Mi manca proprio l’automatismo of it all, la scontatezza con cui avviene. Lo odio e lo desidero, perché non riesco ad averlo in altro modo. 


Credo nell'abbondanza, nelle relazioni e negli affetti, ma alle volte questa cosa assomiglia più a un crederci religiosamente, come avere fede in qualcosa che non hai mai visto. 

E non perché non sia possibile, in fondo chi sono io per dire che Dio non esiste? Ma perché se anche i miracoli avvengono, e però non avvengono a te, alla fine che ti frega che qualcunə abbia visto la statua della Madonna piangere sangue? Che poi magari se piangesse davanti a te manco te ne accorgeresti, e forse il problema è proprio questo. 


Ci vuole una forza d’animo notevole per avere fede, e io sono troppo debole. 

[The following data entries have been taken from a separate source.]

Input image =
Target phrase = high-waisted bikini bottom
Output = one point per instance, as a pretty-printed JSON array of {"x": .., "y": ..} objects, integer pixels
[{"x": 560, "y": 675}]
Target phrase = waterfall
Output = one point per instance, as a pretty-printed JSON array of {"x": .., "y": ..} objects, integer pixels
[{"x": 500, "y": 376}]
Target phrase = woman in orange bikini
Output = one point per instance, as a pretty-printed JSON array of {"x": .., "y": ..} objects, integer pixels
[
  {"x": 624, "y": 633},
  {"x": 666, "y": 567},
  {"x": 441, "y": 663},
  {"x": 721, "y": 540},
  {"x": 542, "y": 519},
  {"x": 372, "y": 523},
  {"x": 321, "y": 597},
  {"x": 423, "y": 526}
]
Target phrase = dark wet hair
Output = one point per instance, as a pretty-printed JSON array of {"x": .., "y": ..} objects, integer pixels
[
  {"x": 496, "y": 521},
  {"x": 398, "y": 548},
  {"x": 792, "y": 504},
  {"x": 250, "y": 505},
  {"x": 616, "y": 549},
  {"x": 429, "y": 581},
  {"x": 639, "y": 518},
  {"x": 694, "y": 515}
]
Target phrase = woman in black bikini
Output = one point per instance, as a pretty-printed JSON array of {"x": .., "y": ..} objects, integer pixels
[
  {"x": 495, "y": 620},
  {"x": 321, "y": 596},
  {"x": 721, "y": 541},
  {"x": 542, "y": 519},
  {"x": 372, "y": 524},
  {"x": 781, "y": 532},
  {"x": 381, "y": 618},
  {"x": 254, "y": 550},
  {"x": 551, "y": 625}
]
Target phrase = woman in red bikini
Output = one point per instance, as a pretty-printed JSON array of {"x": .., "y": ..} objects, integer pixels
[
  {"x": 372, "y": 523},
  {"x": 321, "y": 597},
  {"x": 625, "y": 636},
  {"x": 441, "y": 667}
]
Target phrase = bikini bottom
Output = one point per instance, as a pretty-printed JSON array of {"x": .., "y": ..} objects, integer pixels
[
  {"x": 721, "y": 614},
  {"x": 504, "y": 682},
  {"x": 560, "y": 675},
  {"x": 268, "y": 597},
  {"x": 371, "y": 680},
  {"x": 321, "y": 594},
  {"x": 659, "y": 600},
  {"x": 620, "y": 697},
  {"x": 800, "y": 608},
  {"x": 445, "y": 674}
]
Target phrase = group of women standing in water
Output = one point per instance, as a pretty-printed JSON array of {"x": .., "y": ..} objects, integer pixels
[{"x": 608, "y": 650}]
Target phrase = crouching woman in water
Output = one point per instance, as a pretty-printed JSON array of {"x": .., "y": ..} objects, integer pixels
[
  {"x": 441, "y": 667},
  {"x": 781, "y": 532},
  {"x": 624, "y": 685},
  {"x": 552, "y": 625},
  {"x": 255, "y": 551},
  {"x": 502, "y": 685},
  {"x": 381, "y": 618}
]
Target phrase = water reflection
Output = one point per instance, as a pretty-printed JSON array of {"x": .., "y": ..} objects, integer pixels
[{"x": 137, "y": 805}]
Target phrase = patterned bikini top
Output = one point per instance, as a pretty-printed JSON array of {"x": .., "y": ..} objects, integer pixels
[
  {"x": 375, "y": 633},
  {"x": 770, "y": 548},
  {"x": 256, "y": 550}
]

Provo ad essere il cambiamento che vorrei vedere nel mondo, e una piccola parte la faccio anche, ma sono gesti meccanici dietro i quali si nasconde un cuore inaridito dalla delusione. Sono felice di stare accanto allə miə amicə, ma ho l'impressione che cercare di vederci di più, di fare progetti non normativi per il futuro, di immaginare una comune in montagna sia spesso una forzatura guidata da un ideale più che un bisogno o un desiderio reale. Perché tanto c’è l’amore romantico, da qualche parte, o al limite la famiglia biologica, e questi avranno sempre e per sempre la precedenza. 


_________


Non so se il mio orientamento affettivo sia cambiato e io possa definirmi una persona aromantica, diciamo che non guardo all'identità con occhio diagnostico e  quindi mi interessa relativamente. Però ho imparato abbastanza dalla comunità aro da sapere che, quale che sia il motivo per cui senti una disconnessione dalla sfera romantica, va bene comunque. Va bene sentirlo, e va bene vivere al di fuori del “mercato”.

Eppure è una parte di me che mi sta lasciando – temporaneamente o no, ma intanto quello che sento è molto reale – senza che io ne abbia controllo, e questo mi infastidisce. 

Mi spaventa, soprattutto. 


Perché l'energia romantica è stata spesso la sostanza stupefacente che mi permetteva di tenere a bada i brutti pensieri, e perché le relazioni che da essa si generano rimangono il cardine su cui sembra ruotare tutto, dalla società nel suo insieme alla cerchia ristretta delle tue conoscenze.


Non so cosa mi attende adesso e pensarci mi preoccupa, ma so anche di non avere grosse alternative. Il senso di solitudine e insoddisfazione in questo sistema è cronico, o almeno ho accettato che lo è per me.